Svetlana Alexandrovna Alexievich was born in 1948 in Stanisłavov, where her father, a Belarusian military serviceman, was posted. A few years later the family returned to Belarus and in 1972 she graduated in journalism from the University of Minsk, a city where she worked as a teacher and in different newspapers. She is the creator of her own literary genre, “the novel of voices”, with which she gives a voice to common people to tell the story of the former Soviet Union and of today’s states that once formed part of it, from the Second World War to the present day. Her works were censored in the Soviet Union, and it was not until Gorbachev rose to power with the introduction of perestroika that her works could be published normally. Outstanding among her books, which have been translated into more than thirty languages, are Boys in Zinc (in Catalan, Els nois del zinc, 2016, Raig Verd/Debate), War’s Unwomanly Face (in Catalan, La guerra no té cara de dona, 2018, Raig Verd/2015, Debate), Chernobyl Prayer (in Catalan, La pregària de Txernòbil, 2016, Raig Verd/2015, Debate), and Secondhand Time; The Last of the Soviets (in Catalan, Temps de segona mà.

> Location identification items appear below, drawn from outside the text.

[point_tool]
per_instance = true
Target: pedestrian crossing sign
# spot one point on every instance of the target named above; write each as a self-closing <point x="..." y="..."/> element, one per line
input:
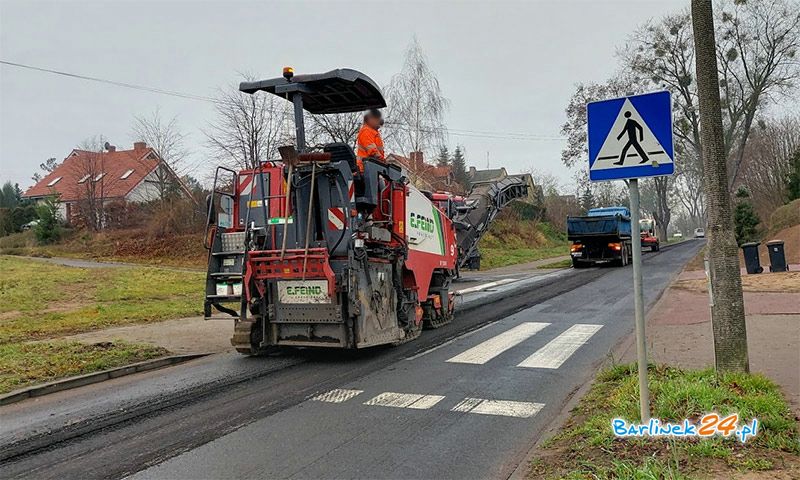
<point x="630" y="137"/>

La fi de l’home roig, 2015, Raig Verd/Acantilado). Since the 1990s she has received numerous prizes, including the Nobel Prize for Literature 2015, the National Book Critics Circle Award (2005), the Ryszard Kapuscinski Award for Literary Reportage (2011), or the Prix Médicis Essai award for nonfiction (2013), among others. In autumn 2020, after fraudulent elections and the subsequent repressive drift of the Lukashenko regime, she had to go into exile in Berlin.